Konsep keadilan dalam Ajaran Gereja merujuk pada gagasan Thomas Aquinas. Aquinas menyebut keadilan sebagai pendirian yang teguh dan tetap untuk memberikan kepada yang lain apa yang menjadi haknya. Ensiklik Laborem Exercens (LE) mengaitkannya dengan martabat manusia. Semua orang, termasuk orang yang bergantung dari orang lain dan para pekerja, harus diperlakukan sebagai ciptaan yang bermartabat.

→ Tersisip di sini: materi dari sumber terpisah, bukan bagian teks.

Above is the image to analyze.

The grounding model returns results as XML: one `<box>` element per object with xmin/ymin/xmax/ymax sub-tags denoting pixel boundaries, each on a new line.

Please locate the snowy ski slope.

Lebih lanjut LE menjelaskan bahwa kerja merupakan tema sentral hidup manusia. Manusia berhak atas kerja demi kelangsungan hidupnya sehingga membuat hidup keluarga bahagia dan berkecukupan. Manusia bukan alat produksi dan instrumen kemajuan. Sebaliknya manusia berhak untuk bekerja, sekaligus berhak atas upah yang layak dan adil agar makin hidup secara manusiawi.

Pada prinsipnya nilai martabat manusia tak terbeli. Upah sebesar apapun tak dapat membayar manusia sebagai makhluk yang bermartabat. Namun demikian, kesepahaman harus tumbuh bahwa perlakuan yang adil dan benar terhadap manusia berarti menghormati manusia dan martabatnya.

Hal yang sama berlaku pula dalam sistem kerja dan upah. Kedua sistem ini harus mengarah langsung kepada manusia sebagai ungkapan penghormatan tertinggi terhadapnya. Keadilan kerja dan upah sejatinya memanusiakan manusia dalam setiap pekerjaan yang dilaksanakan dan upah yang diterima.

Akhirnya bersamaan dengan gagasan May Day tiap-tiap tahun, setiap insan pekerja diajak untuk berpikir ulang tentang sistem kerja dan pengupahan yang sedang berlaku. Sistem kerja dan upah yang adil merupakan bentuk penghormatan tertinggi kepada manusia agar hidup lebih manusiawi. Gagasan ini akan selaras dengan prinsip HAM dan cita-cita pengentasan kemiskinan yang didambakan oleh pemerintah dan seluruh rakyat Indonesia.